Label-free single cell proteomics utilizing ultrafast LC and MS instrumentation: A valuable complementary technique to multiplexing

Abstract

The ability to map a proteomic fingerprint to transcriptomic data would master the understanding of how gene expression translates into actual phenotype. In contrast to nucleic acid sequencing, in vitro protein amplification is impossible and no single cell proteomic workflow has been established as gold standard yet. Advances in microfluidic sample preparation, multi-dimensional sample separation, sophisticated data acquisition strategies, and intelligent data analysis algorithms have resulted in major improvements to successfully analyze such tiny sample amounts with steadily boosted performance. However, among the broad variation of published approaches, it is commonly accepted that highest possible sensitivity, robustness, and throughput are still the most urgent needs for the field. While many labs have focused on multiplexing to achieve these goals, label-free SCP is a highly promising strategy as well whenever high dynamic range and unbiased accurate quantification are needed. We here focus on recent advances in label-free single-cell mass spectrometry workflows and try to guide our readers to choose the best method or combinations of methods for their specific applications. We further highlight which techniques are most propitious in the future and which applications but also limitations we foresee for the field.

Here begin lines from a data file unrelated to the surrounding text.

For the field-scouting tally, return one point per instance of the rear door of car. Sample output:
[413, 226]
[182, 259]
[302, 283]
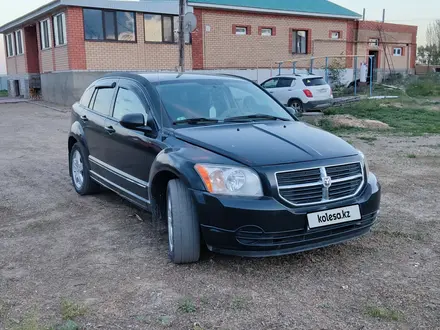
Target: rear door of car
[283, 91]
[130, 153]
[319, 88]
[94, 118]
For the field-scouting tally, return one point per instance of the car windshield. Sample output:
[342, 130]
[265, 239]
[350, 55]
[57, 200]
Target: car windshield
[217, 100]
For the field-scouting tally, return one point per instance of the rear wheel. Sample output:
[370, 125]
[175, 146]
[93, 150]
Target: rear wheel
[79, 171]
[183, 225]
[297, 105]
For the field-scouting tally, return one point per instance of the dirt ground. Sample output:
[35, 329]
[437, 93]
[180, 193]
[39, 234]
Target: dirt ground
[95, 251]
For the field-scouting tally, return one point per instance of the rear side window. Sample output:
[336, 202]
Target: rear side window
[85, 99]
[127, 102]
[103, 100]
[284, 82]
[314, 81]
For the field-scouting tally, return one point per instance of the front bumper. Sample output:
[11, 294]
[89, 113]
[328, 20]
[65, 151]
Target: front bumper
[268, 227]
[318, 105]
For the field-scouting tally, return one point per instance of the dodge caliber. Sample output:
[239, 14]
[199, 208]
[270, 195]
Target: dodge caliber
[221, 163]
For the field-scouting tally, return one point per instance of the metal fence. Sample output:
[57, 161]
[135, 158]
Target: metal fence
[343, 73]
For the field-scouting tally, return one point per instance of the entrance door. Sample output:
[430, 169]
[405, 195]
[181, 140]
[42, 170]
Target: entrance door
[375, 66]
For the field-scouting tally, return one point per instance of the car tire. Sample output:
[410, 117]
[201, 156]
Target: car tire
[183, 225]
[297, 105]
[80, 171]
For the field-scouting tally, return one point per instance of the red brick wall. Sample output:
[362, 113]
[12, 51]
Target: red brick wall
[219, 48]
[197, 41]
[76, 48]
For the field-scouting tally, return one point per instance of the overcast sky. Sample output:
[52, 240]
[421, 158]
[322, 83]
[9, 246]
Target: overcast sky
[412, 12]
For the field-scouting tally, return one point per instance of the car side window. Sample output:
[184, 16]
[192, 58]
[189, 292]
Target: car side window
[272, 83]
[103, 100]
[284, 82]
[85, 99]
[127, 102]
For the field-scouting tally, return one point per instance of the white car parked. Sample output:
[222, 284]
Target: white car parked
[301, 92]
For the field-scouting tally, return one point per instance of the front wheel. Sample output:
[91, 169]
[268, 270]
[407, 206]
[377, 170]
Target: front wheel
[183, 225]
[297, 105]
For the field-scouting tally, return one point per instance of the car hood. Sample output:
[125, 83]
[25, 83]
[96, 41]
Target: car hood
[268, 143]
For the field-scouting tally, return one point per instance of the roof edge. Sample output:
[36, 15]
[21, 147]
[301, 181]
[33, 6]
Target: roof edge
[33, 14]
[273, 11]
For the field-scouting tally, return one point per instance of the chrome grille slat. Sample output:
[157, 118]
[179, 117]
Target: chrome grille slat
[306, 186]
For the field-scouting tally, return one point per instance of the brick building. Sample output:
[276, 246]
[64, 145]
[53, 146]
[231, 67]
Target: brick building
[59, 48]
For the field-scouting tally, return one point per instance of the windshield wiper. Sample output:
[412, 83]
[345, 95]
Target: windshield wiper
[256, 117]
[195, 121]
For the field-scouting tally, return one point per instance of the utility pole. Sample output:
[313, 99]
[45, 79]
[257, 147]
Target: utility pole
[181, 36]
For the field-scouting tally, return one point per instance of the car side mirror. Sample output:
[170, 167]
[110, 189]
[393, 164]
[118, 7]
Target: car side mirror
[135, 121]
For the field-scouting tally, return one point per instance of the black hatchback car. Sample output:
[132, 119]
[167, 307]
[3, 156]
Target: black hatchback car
[222, 163]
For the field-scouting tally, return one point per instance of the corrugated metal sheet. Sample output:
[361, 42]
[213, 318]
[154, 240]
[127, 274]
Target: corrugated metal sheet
[321, 7]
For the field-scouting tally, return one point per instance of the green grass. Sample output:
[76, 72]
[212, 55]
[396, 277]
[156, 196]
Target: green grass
[409, 119]
[383, 313]
[71, 310]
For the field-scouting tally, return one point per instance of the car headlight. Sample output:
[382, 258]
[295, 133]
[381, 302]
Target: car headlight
[230, 180]
[364, 160]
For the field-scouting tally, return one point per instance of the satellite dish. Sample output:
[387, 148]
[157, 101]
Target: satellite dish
[189, 22]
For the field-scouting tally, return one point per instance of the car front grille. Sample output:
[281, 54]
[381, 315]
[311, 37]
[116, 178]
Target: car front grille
[321, 184]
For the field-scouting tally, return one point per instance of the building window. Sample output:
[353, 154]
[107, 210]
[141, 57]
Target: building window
[59, 26]
[373, 42]
[163, 28]
[335, 34]
[398, 51]
[46, 38]
[241, 30]
[10, 45]
[266, 32]
[109, 25]
[299, 42]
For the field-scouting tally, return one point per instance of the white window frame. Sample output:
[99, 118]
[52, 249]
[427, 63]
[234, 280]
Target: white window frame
[335, 35]
[267, 32]
[42, 35]
[61, 16]
[16, 42]
[10, 45]
[241, 30]
[373, 42]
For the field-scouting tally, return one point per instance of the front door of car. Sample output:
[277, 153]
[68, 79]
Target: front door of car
[93, 119]
[131, 153]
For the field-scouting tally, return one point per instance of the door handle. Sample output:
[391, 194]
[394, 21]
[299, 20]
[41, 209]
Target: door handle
[110, 129]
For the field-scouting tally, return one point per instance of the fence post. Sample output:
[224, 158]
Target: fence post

Keywords: bioinformatics; cell biology; label-free; quantification; technology.

FIGURE 1

Typical steps of a label free single cell proteomics workflow and its potential applications.

FIGURE 2

Number of publications bearing the term “Single Cell Proteomics” listed on PubMed for each year since first mentioned in 2004.

FIGURE 3

Details of chromatography setting influence sensitivity, reproducibility, and throughput. (A) The same peptide in equal quantity produces higher intense sharp and lower intense broad peaks. (B) Chromatographic reproducibility is essential for retention time (RT) prediction as well as match between run (MBR) (C) RT, peak width, and reproducibility are highly influenced by the used column type and length. Dual column settings can speedup resulting run‐to‐run time. (D) Typical high pressure liquid chromatography (HPLC) gradient start at 1%–2% organic buffer and range to 35%–45% organic buffer. Over 5–20 column volumes (cv). Typical flowrates in proteomics are in the nanoliter range (100–300 nL/min, red dashed line). Throughput can further be boosted by fast loading and equilibration (green dashed line).

FIGURE 4

Degree of data completeness (1/fraction of missing values) is dependent on data acquisition. 250 pg of tryptic HeLa digest were repeatedly injected from the same vial, creating a dataset without any biological variability. The fraction of peptides found in n replicates is plotted when either using data dependent analysis (DDA) or data independent analysis (DIA) to acquire data. All data was recorded on the same Orbitrap Exploris 480 (Thermo) using the same 5.5 cm µ‐pillar array columns (µPAC) analytical column and a 20 min active gradient. Raw data can be accessed free of charge via the ProteomeXchange Consortium in the PRIDE [90] partner repository with the dataset identifier PXD039208. For DDA data was analyzed using CHIMERYS and quantified with apQuant [91] with match between run (MBR) enabled. For DIA Spectronaut v16 was used in directDIA mode including spectral matching across all files.